Politics

Dem Senator Raises the Alarm About Trump’s Dangerous Pardon Spree

‘BREAD-AND-BUTTER CORRUPTION‘

Sen. Chris Murphy suggested that “somebody is getting rich” as a result of the president’s mass pardon program.

Sen. Chris Murphy has raised the red alert about President Donald Trump’s rapidly growing number of presidential pardons, telling MS NOW’s Chris Hayes that the pardons are an example of “bread-and-butter corruption.”

“I mean, he has made a series of what would seem to be audaciously politically toxic pardons,” Hayes said to Murphy on his Wednesday night show. “I mean, a man convicted and sentenced for 40 years for trafficking cocaine into the U.S., someone convicted of an enormous fraud enterprise and defrauding investors,” he said of former Honduran President Juan Orlando Hernandez, whom Trump pardoned last month.

Sen.

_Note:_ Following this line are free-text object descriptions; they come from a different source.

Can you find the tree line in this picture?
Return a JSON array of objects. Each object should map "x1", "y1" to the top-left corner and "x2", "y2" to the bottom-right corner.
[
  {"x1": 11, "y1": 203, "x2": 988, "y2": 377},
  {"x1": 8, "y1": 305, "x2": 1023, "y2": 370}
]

Chris Murphy on All In with Chris Hayes on MS NOW
Sen. Chris Murphy appeared on Wednesday night's edition of ‘All In with Chris Hayes’ to discuss the president's controversial pardons. MS NOW

”I think today he’s now pardoning someone who is indicted by his own Justice Department this July,” Hayes continued, referring to former entertainment executive Tim Leiweke, who was indicted in July for orchestrating a conspiracy to rig a bidding process. “And when he’s asked about it, he says, I don’t know who they are. What are we supposed to make of that?” Hayes asked.

“My sense is that somebody is getting rich, ultimately,“ Murphy replied. “There is a cabal of administration officials and MAGA-friendly lobbyists that are in league together, they all huddle together at these elite restaurants and clubs in Washington, D.C., and they likely hatch deals in which, if somebody pays a MAGA-affiliated lobbyist a couple of hundred thousand dollars, then maybe you’ll be able to get a pardon.”

Sen. Chris Murphy
Democratic Senator Chris Murphy has suggested that people are profiting off of the president's pardoning spree. Saul Loeb/AFP via Getty Images

During his second term, Trump has pardoned over 1600 people, many of whom had been convicted over their participation in the Jan. 6 Capitol riots.

In the past month, he has pardoned allies who attempted to help him challenge the result of the 2020 election, a fraudster convicted of orchestrating a $1.6 billion Ponzi scheme, and a Democrat charged with bribery and money laundering, as well as the former president of Honduras, who was sentenced to 45 years in prison for drug trafficking offences.

Murphy also discussed Trump’s pardoning of billionaire Binance founder Changpeng Zhao, who was convicted of money laundering in 2023.

“The Binance owner, the owner of one of these big crypto companies, was pardoned. And this is a bad, bad guy. He pled guilty. I mean, it wasn’t like he was contesting the charges,” Murphy told Hayes.

“He had essentially set up a company that was being used to launder money for terrorists and for child sex predators, and he got a pardon pretty explicitly because his company had chosen to give Trump’s crypto coin advantage in the marketplace,” he continued.

“That’s not just Trump making money. That’s anybody that gets inside information from Trump on when he’s going to boost the cryptocurrency. If they get just two minutes notice of that, they can make millions of dollars.”

Former Binance CEO Changpeng "CZ" Zhao arrives at federal court in Seattle, Washington, on April 30, 2024. Changpeng Zhao, the founder and former chief executive of Binance, the world's largest cryptocurrency exchange, was sentenced today to four months in prison after he pleaded guilty to violating laws against money laundering.
Sen. Murphy argued that Trump's pardoning of Binance founder Changpeng Zhao was an example of “bread and butter corruption.” JASON REDMOND/AFP via Getty Images

The Trump family has invested a significant amount of its wealth in cryptocurrency, including in a Trump-branded memecoin that has lost roughly one quarter of its value since August. An analysis by Bloomberg News found that the family’s crypto ventures have dragged their collective wealth down from $7.7 billion in early September to $6.7 billion.

“The cryptocurrency stuff, there’s clearly a whole group of people around him that are making millions of dollars, and they’re handing out favors to folks in the form of pardons in order to make sure that they get their pockets lined,” Murphy said. “I mean, that’s like just bread-and-butter corruption.”